The word "percent" in Greek means a hundredth of a number. In mathematics, and throughout the world, it is customary to consider the absolute as 100%. Based on this principle, all computational rules are built.
There are several options for tasks related to the goal of calculating the percentage of the number. Each such task has its own individual solution principle.
Find the percentage of a number
In the condition of the problem, a certain numerical value is given and it is required to find its percentage. For example, we have the number 47 and we need to calculate it 25%.
Solution: For the solution we take the original number as 100%. After that, we translate this percentage into a decimal fraction and we get that 25% \u003d 0, 25. We multiply 47 by the percentage expressed as a fraction, and we get the desired number 470, 25 \u003d 11, 75.
Answer: 11, 75 is 25% of 47.
Find a number by percentage
The next type of problem, related to the question of how to find the percentage of a number, is the calculationvalues for the available percentage. Given that 57 is 45% of some number. You need to find this number.
Solution: To solve such a problem, it is necessary to divide the existing number by the percentage that it is of the whole. So, we get that 57/0, 45=126, 67. To better understand this action, it would be useful to analyze the entire process in detail. 57 is 45%, i.e. To find the value of one percent, you need to divide the number by the number of percent. It turns out that 1% of the integer is 1.2667. Next, to find the integer, we multiply the resulting value by 100.
Answer: A number 45% of which is 57 is 126, 67.
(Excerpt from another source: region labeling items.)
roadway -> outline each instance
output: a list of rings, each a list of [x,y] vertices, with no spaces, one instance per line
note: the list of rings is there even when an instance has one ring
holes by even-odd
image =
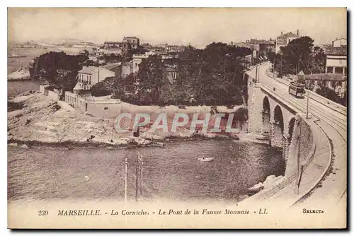
[[[258,66],[259,83],[274,92],[282,99],[294,107],[298,112],[306,114],[307,99],[295,98],[288,93],[288,85],[279,79],[269,76],[267,70],[270,63],[265,62]],[[249,73],[256,78],[256,67]],[[316,189],[304,201],[319,203],[323,200],[328,204],[328,201],[335,203],[345,201],[346,196],[346,170],[347,170],[347,116],[346,108],[336,105],[334,102],[313,93],[309,93],[309,113],[310,117],[316,117],[316,124],[321,129],[333,142],[333,160],[332,168],[329,175],[321,182],[321,188]],[[345,205],[345,204],[344,204]]]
Find the percentage of one number from another
Tasks are a little more difficult, in which you need to find the percentage value that one number is from another. How to find the percentage of a number in this case? The answer is very simple. Let's take a look at a small example. We have two numbers: let's say it's 45 and 58. To find out what percentage is 45 of 58, you need to multiply it by 100 and divide by 58. We get that 45 is 77.6% of 58.
You can often see situations where people do not understand how the price of a product will change if it increases by 15%. People forget elementary school math and for this reason they wonder how to find the percentage of a number.
Knowledge of the percentage message in the field of exchange communications and operations is especially important. When making deposits to a bank account, we also deal withpercent. The principle of floating interest or capitalization often operates there, which complicates the principle of calculating the final total a little.
As we can see, with a little repetition, you can easily remember, or re-learn how to find a percentage of a number, and indeed how to work with a similar mathematical and financial unit. This knowledge will not only expand the general human outlook, but will also help you navigate more confidently in situations with changes in prices, exchange rates, bank interest, profit margins and other very important processes. Of course, at first glance it seems that the ability to calculate in the mind can save only a few seconds, but the minute gained from making one decision can result in several days freed up in a year.